In stratified sampling, the size of the sample is proportional to the size of each subgroup in the population. This ensures that each subgroup is adequately represented in the sample, and the results can be extrapolated to the population with greater accuracy.
Cluster sampling
Cluster sampling involves dividing the population into clusters and randomly selecting entire clusters to be included in the sample. This strategy can be useful when the population is geographically dispersed or when it is easier to access clusters than individuals.
Cluster sampling involves dividing the population into clusters, which are typically based on geographic proximity or other shared characteristics. From these clusters, a random sample of clusters is selected, and all members within the selected clusters are included in the sample. This strategy can be useful when the population is geographically dispersed or when it is more feasible to access and survey entire clusters rather than individual participants.
Cluster sampling is often more cost-effective and efficient than other sampling methods, especially when dealing with large, spread-out populations. However, it may lead to higher sampling error compared to simple random sampling if the clusters are not representative of the entire population:
Figure 1.2: Stratified random sampling and cluster sampling
Sampling is an important tool for decision-makers to draw inferences and make predictions about a population. The choice of sampling strategy will depend on the characteristics of the population and the research question being asked. Random sampling, stratified sampling, and cluster sampling are all useful strategies, but it is important to consider the potential biases and limitations of each method. By selecting the appropriate sampling strategy, decision-makers can ensure that their results are reliable and valid and can make better-informed decisions based on the data.
Random variables
What do we do with the members of a sample once we have them?
This is where the concept of random variables comes in.
In data science, a random variable is a variable whose value is determined by chance.
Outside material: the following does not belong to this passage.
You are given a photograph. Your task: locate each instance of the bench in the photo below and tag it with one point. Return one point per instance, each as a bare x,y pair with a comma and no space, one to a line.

Random variables are often used to model uncertain events or outcomes, and they play a crucial role in statistical analysis, ML, and decision-making.
Random variables are mathematical functions that are utilized to assign a numerical value to each potential outcome of a random process. For example, when flipping a coin, the value of 0 can be assigned to tails and 1 to heads, effectively causing the random variable, X, to adopt the values of 0 or 1:
X = {1, if heads 0, if tails
There are two types of random variables: discrete and continuous. Discrete random variables can only take on a finite or countable number of values, while continuous random variables can take on any value within a specified range.
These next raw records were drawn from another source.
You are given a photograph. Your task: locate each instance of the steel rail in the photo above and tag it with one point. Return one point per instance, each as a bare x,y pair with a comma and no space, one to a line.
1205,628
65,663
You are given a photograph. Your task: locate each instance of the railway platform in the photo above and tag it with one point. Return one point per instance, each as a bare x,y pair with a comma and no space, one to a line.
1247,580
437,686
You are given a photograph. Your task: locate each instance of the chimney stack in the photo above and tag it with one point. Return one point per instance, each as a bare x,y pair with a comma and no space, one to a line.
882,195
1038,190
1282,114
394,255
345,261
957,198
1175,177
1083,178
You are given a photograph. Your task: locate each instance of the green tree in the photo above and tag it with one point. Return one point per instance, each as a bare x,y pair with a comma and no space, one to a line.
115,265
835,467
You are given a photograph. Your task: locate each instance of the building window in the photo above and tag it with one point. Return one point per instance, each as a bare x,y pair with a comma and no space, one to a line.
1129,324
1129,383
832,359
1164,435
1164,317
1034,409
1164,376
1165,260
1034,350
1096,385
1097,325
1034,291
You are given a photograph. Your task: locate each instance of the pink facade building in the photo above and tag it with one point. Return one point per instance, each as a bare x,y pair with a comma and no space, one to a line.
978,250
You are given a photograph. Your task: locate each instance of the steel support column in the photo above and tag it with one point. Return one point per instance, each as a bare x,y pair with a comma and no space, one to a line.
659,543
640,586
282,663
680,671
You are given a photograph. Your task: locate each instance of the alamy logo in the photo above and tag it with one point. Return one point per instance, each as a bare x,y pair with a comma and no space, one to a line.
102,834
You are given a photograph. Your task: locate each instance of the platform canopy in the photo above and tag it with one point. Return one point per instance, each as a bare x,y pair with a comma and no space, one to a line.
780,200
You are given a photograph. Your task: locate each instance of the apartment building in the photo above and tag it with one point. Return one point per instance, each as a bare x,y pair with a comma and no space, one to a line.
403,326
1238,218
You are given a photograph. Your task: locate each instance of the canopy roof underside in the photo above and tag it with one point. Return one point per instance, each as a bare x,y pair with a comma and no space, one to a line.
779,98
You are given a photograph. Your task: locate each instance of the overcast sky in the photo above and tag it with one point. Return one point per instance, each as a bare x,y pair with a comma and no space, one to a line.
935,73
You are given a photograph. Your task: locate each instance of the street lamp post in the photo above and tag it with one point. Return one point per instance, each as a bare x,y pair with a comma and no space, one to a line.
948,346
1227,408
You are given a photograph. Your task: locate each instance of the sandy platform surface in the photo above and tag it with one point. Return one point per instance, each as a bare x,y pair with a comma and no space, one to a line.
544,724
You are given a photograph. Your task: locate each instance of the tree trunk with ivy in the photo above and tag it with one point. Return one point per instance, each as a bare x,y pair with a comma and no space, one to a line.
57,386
For example, the outcome of rolling a six-sided die is a discrete random variable as it can only take on the values 1, 2, 3, 4, 5, or 6. On the other hand, the height of a person is a continuous random variable as it can take on any value within a certain range.
Random variables are often used in the context of sampling strategies as they provide a way to model and analyze uncertain outcomes in a sample.
For example, suppose a decision maker wants to estimate the average height of students at a university. One possible sampling strategy would be simple random sampling, in which a random sample of students is selected from the population of all students at the university.
Probability distribution
The probability distribution of a random variable describes the likelihood of each possible value of the variable. For a discrete random variable, the probability distribution is typically represented by a probability mass function (PMF), which gives the probability of each possible value. For a continuous random variable, the probability distribution is typically represented by a probability density function (PDF), which gives the probability density at each point in the range.